Q.1. Why does a compass needle get deflected when brought near a bar magnet?

Ans. A compass needle is a small bar magnet. When it is brought near a bar magnet, its magnetic field lines interact with that of the bar magnet. Hence, a compass needle shows a deflection when brought near the bar magnet.

Q.2. Draw magnetic field lines around a bar magnet.

Ans. Magnetic field lines of a bar magnet emerge from the north pole and terminate at the south pole. Inside the magnet, the field lines emerge from the south pole and terminate at the north pole, as shown in the given figure.

Q.3. List the properties of magnetic lines of force.

Ans. The properties of magnetic lines of force are as follows :

(a) Magnetic field lines emerge from the north pole.

(b) They merge at the south pole.

(c) The direction of field lines inside the magnet is from the south pole to the north pole.

(d) Magnetic lines do not intersect with each other.

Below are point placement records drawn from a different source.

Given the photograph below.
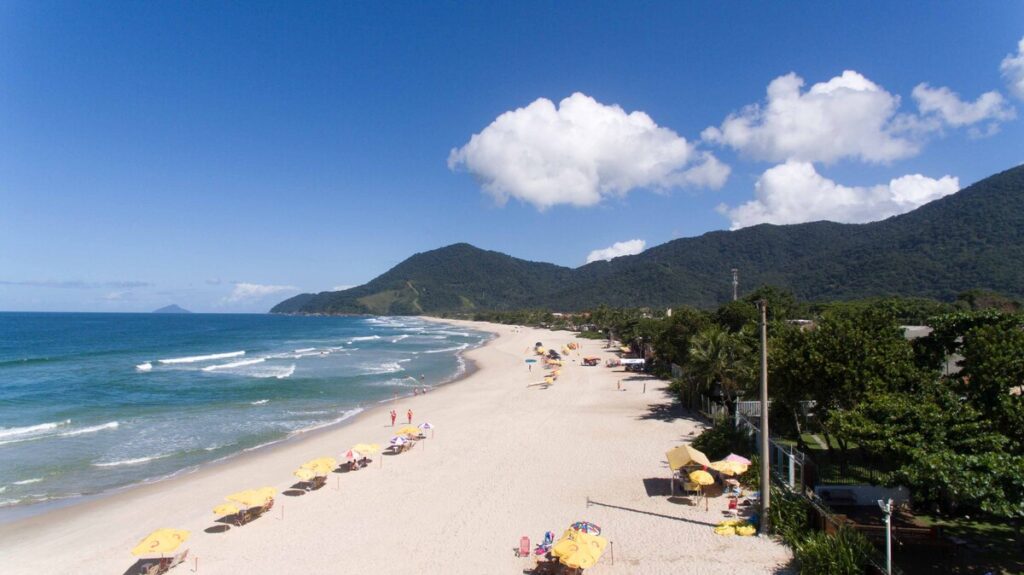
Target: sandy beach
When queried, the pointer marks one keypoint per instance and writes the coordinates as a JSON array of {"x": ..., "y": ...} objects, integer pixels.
[{"x": 508, "y": 458}]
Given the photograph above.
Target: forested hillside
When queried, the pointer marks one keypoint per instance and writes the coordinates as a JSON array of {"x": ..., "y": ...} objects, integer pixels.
[{"x": 971, "y": 239}]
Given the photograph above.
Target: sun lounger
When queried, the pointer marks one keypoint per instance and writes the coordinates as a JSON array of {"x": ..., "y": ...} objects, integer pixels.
[
  {"x": 165, "y": 564},
  {"x": 523, "y": 549}
]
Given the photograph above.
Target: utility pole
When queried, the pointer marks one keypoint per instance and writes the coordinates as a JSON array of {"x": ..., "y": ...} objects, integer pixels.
[
  {"x": 887, "y": 512},
  {"x": 765, "y": 478}
]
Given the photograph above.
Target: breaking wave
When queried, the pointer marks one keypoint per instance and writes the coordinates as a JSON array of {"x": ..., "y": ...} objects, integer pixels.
[
  {"x": 133, "y": 461},
  {"x": 457, "y": 348},
  {"x": 235, "y": 364},
  {"x": 93, "y": 429},
  {"x": 197, "y": 358}
]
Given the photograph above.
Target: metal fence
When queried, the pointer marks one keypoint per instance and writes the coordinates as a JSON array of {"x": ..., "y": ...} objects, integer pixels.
[
  {"x": 787, "y": 468},
  {"x": 786, "y": 463}
]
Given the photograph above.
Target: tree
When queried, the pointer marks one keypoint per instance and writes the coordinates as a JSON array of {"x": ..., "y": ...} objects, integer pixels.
[
  {"x": 992, "y": 376},
  {"x": 852, "y": 354},
  {"x": 717, "y": 356},
  {"x": 673, "y": 341},
  {"x": 735, "y": 315}
]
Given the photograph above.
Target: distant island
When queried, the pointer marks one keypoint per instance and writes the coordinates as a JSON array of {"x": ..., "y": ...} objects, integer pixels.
[
  {"x": 970, "y": 239},
  {"x": 173, "y": 308}
]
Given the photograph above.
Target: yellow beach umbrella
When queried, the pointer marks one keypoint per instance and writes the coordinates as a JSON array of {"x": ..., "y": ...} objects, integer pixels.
[
  {"x": 578, "y": 549},
  {"x": 322, "y": 466},
  {"x": 248, "y": 498},
  {"x": 409, "y": 430},
  {"x": 701, "y": 478},
  {"x": 160, "y": 541},
  {"x": 685, "y": 455},
  {"x": 367, "y": 448},
  {"x": 726, "y": 467},
  {"x": 224, "y": 509}
]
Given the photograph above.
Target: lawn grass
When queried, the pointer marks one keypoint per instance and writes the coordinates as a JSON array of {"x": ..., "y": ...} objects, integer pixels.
[{"x": 992, "y": 544}]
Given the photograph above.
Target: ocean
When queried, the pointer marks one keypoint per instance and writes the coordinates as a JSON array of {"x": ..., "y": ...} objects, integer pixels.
[{"x": 90, "y": 402}]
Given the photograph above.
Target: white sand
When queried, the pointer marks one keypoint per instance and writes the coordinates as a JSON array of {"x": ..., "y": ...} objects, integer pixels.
[{"x": 507, "y": 460}]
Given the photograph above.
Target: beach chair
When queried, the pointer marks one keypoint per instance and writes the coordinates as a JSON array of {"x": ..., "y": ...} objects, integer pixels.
[
  {"x": 733, "y": 509},
  {"x": 523, "y": 549}
]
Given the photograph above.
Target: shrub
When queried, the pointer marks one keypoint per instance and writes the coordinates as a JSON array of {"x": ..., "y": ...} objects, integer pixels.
[
  {"x": 846, "y": 553},
  {"x": 722, "y": 439},
  {"x": 788, "y": 514}
]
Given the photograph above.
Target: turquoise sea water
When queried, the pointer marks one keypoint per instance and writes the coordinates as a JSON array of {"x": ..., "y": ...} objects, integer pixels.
[{"x": 90, "y": 402}]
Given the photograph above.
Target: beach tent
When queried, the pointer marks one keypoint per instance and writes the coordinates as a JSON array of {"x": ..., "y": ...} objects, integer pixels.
[
  {"x": 578, "y": 549},
  {"x": 160, "y": 541},
  {"x": 686, "y": 455},
  {"x": 725, "y": 467},
  {"x": 367, "y": 448},
  {"x": 737, "y": 458}
]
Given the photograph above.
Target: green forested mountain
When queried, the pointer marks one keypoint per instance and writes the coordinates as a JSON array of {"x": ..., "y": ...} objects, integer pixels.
[{"x": 973, "y": 238}]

Q.4. Why don’t two magnetic lines of force intersect each other?

Ans. If two field lines of a magnet intersect, then at the point of intersection, the compass needle would point in two different directions. This is not possible. Hence, two field lines do not intersect each other.

Q.5. Consider a circular loop of wire lying in the plane of the table. Let the current pass through the loop clockwise. Apply the right-hand rule to find out the direction of the magnetic field inside and outside the loop.

Ans. Inside the loop → Pierce into the table

Outside the loop → Appear to emerge out from the table

For the clockwise direction of current flowing in the circular loop, the direction of magnetic field lines will be as if they are emerging from the table outside the loop and merging in the table inside the loop.

Q.6. The magnetic field in a given region is uniform. Draw a diagram to represent it. Ans. A uniform magnetic field means a number of field lines are the same in the given area, or the field lines are parallel and equispaced to each other. The diagram is given below, where the direction of the field is from the west in the east.

Q.7. Choose the correct option.

The magnetic field inside a long straight solenoid-carrying current

(a) is zero

(b) decreases as we move towards its end

(c) increases as we move towards its end

(d) is the same at all points

Ans. (d) The magnetic field inside a long, straight, current-earning solenoid is uniform. It is the same at all points inside the solenoid.

Q. 8. Which of the following property of a proton can change while it moves freely in a magnetic field? (There may be more than one correct answer.)

(a) mass

(b) speed

(c) velocity

(d) momentum

Ans. (c) and (d)

When a proton enters in a region of the magnetic field, it experiences a magnetic force. As a result of the force, the path of the proton becomes circular. Hence, its velocity and momentum change.

Q.9. In the figure, how do you think the displacement of rod AB will be affected if (i) current in rod AB is increased: (ii) a stronger horse-shoe magnet is used: and (iii) length of the rod AB is increased?

Ans. A current-carrying conductor placed in a magnetic field experiences a force. The magnitude of force increases with the amount of current, strength of the magnetic field, and the length of the conductor. Hence, the magnetic force exerted on rod AB and its deflection will increase if

(i) current in rod AB is increased

(ii) a stronger horse-shoe magnet is used

(iii) length of rod AB is increased

Q.10. A positively-charged particle (alpha-particle) projected towards the west is deflected towards the north by a magnetic field. The direction of the magnetic field is

(a) towards south

(b) towards east

(c) downward

(d) upward Ans. (d) The direction of the magnetic field can be determined by Fleming’s left-hand rule. According to this rule, if we arrange the thumb, the centre finger, and the forefinger of the left hand at right angles to each other, then the thumb points towards the direction of the magnetic force, the centre finger gives the direction of current, and the forefinger points in the direction of the magnetic field. Since the direction of a positively charged alpha particle is towards the west, the direction of the current will be the same i.e., towards the west. Again, the direction of the magnetic force is towards the north. Hence, according to Fleming’s left-hand rule, the direction of the magnetic field will be upwards.